If you think he’s more calculating, you could point to its bet-spreading sound, which melds a host of current big pop memes, from warm, post-tropical house synthesisers to icily Auto-Tuned R&B, from earnest acoustic balladry to mumble-rap. “Barf on me,” he pleads repeatedly at one point, which feels a bit alarming until you realise he’s actually saying “ball for me”. There are references to classic rock – Same Bitches swipes a lyric from the Zombies’ Time of the Season, Over Now concludes with a thrilling, distorted explosion of John Bonham-esque drumming – and a great deal of that weird latter-day lyrical trope whereby you spend half your time boasting about how many drugs you take and how much you drink in party-hearty style, and the other half trying to elicit sympathy from the listener because of how many drugs you take and how much you drink.

It would be churlish indeed to deny that a lot of the songs on Beerbongs & Bentleys are exceptionally well-turned, stuffed with hooks and powerful choruses: Rockstar’s global success had less to do with shenanigans involving YouTube than the fact that it’s a maddeningly catchy song, and there’s plenty more where that came from.
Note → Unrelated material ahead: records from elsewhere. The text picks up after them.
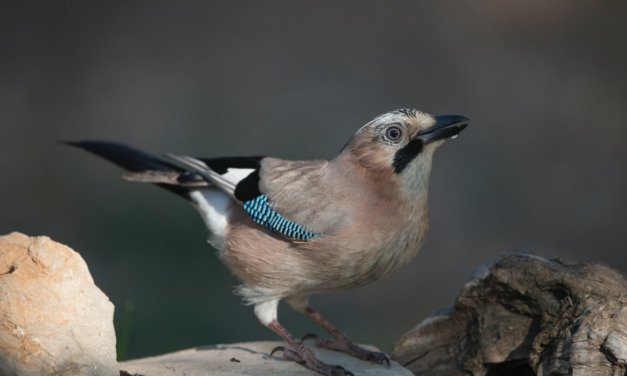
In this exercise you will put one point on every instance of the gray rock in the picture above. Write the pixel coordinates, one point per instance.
(249, 359)
(53, 318)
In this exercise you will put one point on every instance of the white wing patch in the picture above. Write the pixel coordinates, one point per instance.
(235, 175)
(214, 208)
(226, 182)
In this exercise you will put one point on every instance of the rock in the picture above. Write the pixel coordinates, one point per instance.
(249, 359)
(526, 315)
(53, 318)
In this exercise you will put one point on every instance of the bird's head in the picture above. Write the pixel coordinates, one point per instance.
(402, 143)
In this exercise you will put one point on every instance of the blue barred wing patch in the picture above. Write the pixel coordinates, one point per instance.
(260, 210)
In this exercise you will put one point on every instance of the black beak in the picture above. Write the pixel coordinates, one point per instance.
(446, 126)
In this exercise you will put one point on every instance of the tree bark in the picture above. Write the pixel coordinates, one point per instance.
(526, 315)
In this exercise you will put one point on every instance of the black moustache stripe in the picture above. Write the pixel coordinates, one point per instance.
(407, 154)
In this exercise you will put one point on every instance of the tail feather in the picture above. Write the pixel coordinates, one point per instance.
(139, 164)
(126, 157)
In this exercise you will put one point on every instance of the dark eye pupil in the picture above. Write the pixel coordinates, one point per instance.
(393, 133)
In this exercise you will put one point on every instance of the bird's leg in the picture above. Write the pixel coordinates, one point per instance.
(340, 341)
(301, 354)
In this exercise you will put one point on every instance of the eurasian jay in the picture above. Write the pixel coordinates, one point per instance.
(292, 229)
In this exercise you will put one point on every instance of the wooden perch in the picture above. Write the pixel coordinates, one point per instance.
(526, 315)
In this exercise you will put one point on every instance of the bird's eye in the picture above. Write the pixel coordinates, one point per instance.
(393, 133)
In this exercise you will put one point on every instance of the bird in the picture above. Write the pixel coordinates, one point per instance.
(290, 229)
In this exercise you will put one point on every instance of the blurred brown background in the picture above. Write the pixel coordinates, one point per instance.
(542, 166)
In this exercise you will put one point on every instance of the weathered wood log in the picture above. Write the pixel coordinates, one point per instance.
(526, 315)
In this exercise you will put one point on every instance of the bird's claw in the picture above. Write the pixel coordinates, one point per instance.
(311, 362)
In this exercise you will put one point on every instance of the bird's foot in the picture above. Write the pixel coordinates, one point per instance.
(305, 356)
(344, 344)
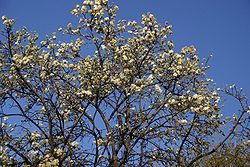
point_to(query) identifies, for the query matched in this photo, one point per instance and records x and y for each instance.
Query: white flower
(182, 121)
(99, 142)
(158, 88)
(74, 144)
Furthermore, while no great shakes as a rapper, Post Malone’s singing voice is impressive and the production is regularly tricked out with beautiful touches: the lovely Mellotron intro to Rich and Sad; the eerie, feedback-and-echo-heavy guitar that runs through Takin’ Shots. However, over a protracted period of time – and Beerbongs & Bentleys goes on and on like a charity telethon – there’s a paucity of original ideas, the sense that he has virtually nothing to say for himself, and that whatever he has, has already been said umpteen times before with considerably more skill, wit and impact. Meanwhile, the guest appearances are a mixed blessing. An impressive array of supporting talent has been assembled, seemingly with the express intention of showing Post Malone up: the gulf between what he does and the sparky power of Nicki Minaj’s guest verse on Ball for Me – “could have been a seamstress, still wouldn’t cut him slack” – feels immense.
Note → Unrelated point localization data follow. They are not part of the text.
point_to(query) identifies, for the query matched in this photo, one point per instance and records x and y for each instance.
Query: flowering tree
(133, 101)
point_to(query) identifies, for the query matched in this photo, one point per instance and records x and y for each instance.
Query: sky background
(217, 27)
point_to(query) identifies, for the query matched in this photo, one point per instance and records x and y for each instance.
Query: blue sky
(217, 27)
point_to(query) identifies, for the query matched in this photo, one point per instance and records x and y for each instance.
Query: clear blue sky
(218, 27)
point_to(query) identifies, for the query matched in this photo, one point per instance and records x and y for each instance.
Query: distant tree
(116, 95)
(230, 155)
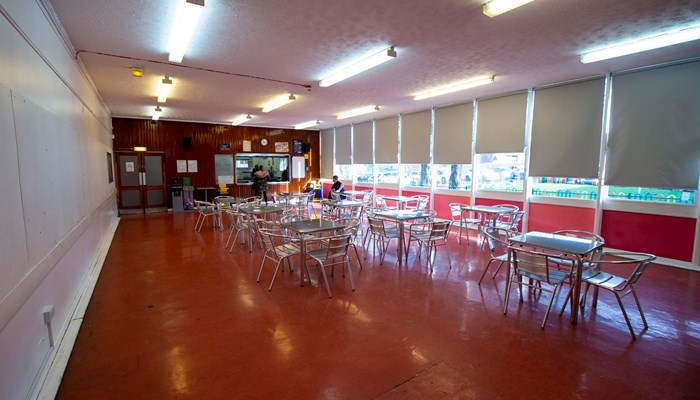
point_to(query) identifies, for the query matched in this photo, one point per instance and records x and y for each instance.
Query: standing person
(261, 176)
(336, 188)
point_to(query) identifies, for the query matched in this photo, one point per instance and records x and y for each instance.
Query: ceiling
(246, 52)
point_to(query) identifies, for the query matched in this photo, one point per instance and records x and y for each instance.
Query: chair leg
(486, 269)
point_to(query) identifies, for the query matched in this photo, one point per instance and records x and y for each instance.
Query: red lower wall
(661, 235)
(550, 218)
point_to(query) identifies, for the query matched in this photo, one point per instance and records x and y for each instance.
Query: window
(655, 195)
(501, 171)
(570, 188)
(453, 176)
(387, 173)
(416, 175)
(364, 174)
(344, 172)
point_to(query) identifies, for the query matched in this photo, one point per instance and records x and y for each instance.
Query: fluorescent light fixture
(360, 66)
(357, 111)
(453, 88)
(156, 113)
(278, 102)
(498, 7)
(241, 119)
(307, 124)
(164, 89)
(637, 46)
(188, 13)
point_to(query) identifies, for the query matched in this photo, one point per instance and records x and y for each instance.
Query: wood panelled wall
(168, 137)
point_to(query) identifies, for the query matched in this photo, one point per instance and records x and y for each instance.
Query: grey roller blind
(362, 143)
(566, 130)
(327, 153)
(654, 138)
(452, 141)
(501, 124)
(343, 149)
(386, 136)
(415, 138)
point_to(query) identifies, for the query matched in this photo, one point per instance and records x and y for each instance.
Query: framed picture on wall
(297, 146)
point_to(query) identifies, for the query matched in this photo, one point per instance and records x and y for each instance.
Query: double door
(141, 182)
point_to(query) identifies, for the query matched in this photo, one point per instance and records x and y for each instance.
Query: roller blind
(327, 153)
(362, 143)
(501, 124)
(415, 138)
(343, 142)
(567, 129)
(452, 141)
(386, 136)
(654, 138)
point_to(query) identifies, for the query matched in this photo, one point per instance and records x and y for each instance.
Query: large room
(453, 199)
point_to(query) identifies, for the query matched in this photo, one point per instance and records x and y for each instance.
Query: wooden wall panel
(168, 136)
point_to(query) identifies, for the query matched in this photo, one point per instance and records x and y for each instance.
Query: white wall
(57, 207)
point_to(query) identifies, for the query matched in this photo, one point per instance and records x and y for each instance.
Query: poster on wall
(191, 165)
(281, 147)
(181, 166)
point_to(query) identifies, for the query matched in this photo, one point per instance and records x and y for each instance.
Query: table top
(260, 209)
(399, 198)
(402, 215)
(313, 225)
(561, 243)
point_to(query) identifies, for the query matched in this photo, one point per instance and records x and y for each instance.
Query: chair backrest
(615, 260)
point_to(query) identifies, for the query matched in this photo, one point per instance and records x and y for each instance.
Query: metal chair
(278, 247)
(497, 239)
(618, 285)
(382, 235)
(333, 251)
(207, 209)
(537, 267)
(433, 235)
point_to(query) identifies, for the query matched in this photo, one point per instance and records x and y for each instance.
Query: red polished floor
(175, 316)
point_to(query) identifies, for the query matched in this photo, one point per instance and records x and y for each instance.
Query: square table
(308, 227)
(253, 211)
(400, 200)
(568, 246)
(401, 216)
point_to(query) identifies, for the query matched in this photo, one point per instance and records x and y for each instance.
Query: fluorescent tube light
(188, 13)
(497, 7)
(307, 124)
(360, 66)
(164, 89)
(241, 119)
(357, 111)
(278, 102)
(452, 88)
(653, 42)
(156, 113)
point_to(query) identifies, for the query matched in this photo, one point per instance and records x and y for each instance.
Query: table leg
(576, 290)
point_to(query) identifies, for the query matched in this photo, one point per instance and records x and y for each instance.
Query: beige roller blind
(327, 153)
(343, 142)
(415, 138)
(567, 128)
(654, 138)
(362, 143)
(386, 136)
(452, 143)
(501, 124)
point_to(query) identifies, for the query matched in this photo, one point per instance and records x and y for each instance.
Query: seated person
(336, 188)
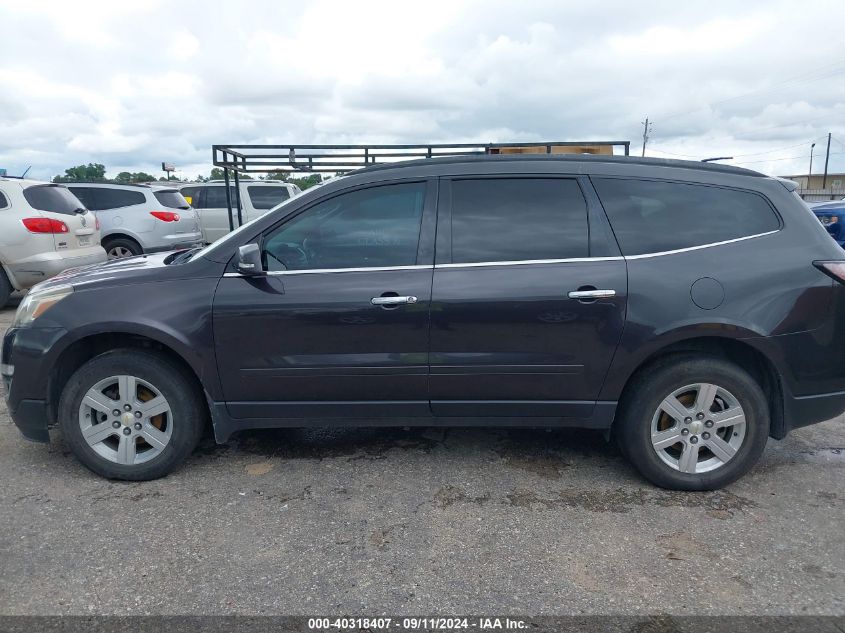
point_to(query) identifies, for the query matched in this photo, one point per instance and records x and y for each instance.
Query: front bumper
(25, 369)
(800, 411)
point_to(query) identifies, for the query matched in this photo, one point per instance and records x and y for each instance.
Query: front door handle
(392, 301)
(592, 294)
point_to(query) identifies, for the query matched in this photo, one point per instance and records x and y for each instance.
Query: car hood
(141, 268)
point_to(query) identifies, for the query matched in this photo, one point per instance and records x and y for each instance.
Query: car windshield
(172, 199)
(233, 236)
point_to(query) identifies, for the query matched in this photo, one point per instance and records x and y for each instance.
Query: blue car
(832, 217)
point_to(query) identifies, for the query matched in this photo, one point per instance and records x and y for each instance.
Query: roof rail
(110, 183)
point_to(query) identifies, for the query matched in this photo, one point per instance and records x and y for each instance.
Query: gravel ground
(426, 521)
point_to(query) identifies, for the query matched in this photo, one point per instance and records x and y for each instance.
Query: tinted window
(53, 199)
(103, 198)
(85, 196)
(215, 198)
(651, 217)
(371, 227)
(172, 199)
(267, 197)
(512, 219)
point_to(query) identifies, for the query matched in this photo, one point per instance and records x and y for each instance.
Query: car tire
(5, 289)
(119, 247)
(116, 438)
(668, 401)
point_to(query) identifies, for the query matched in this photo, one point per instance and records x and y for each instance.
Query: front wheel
(693, 423)
(118, 248)
(131, 414)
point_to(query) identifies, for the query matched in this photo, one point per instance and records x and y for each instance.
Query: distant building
(810, 187)
(586, 148)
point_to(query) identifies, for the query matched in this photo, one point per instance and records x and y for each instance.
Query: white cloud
(132, 85)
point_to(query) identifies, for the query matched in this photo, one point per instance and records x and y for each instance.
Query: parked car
(138, 219)
(823, 203)
(689, 310)
(44, 229)
(257, 198)
(832, 217)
Of course, Beerbongs & Bentleys’ defects might be less evident in smaller doses, if you consider it less as an album than a collection of songs made for picking and choosing, for filleting on to playlists, then the aforementioned hooks, choruses and production touches might well outweigh the repetitiousness and predictability. Listening to it, you understand both the charges against him and the reasons for Post Malone’s success, and you wonder how long his apparent impenetrability will last. Whether he can move with the times when the trends collated here change remains to be seen.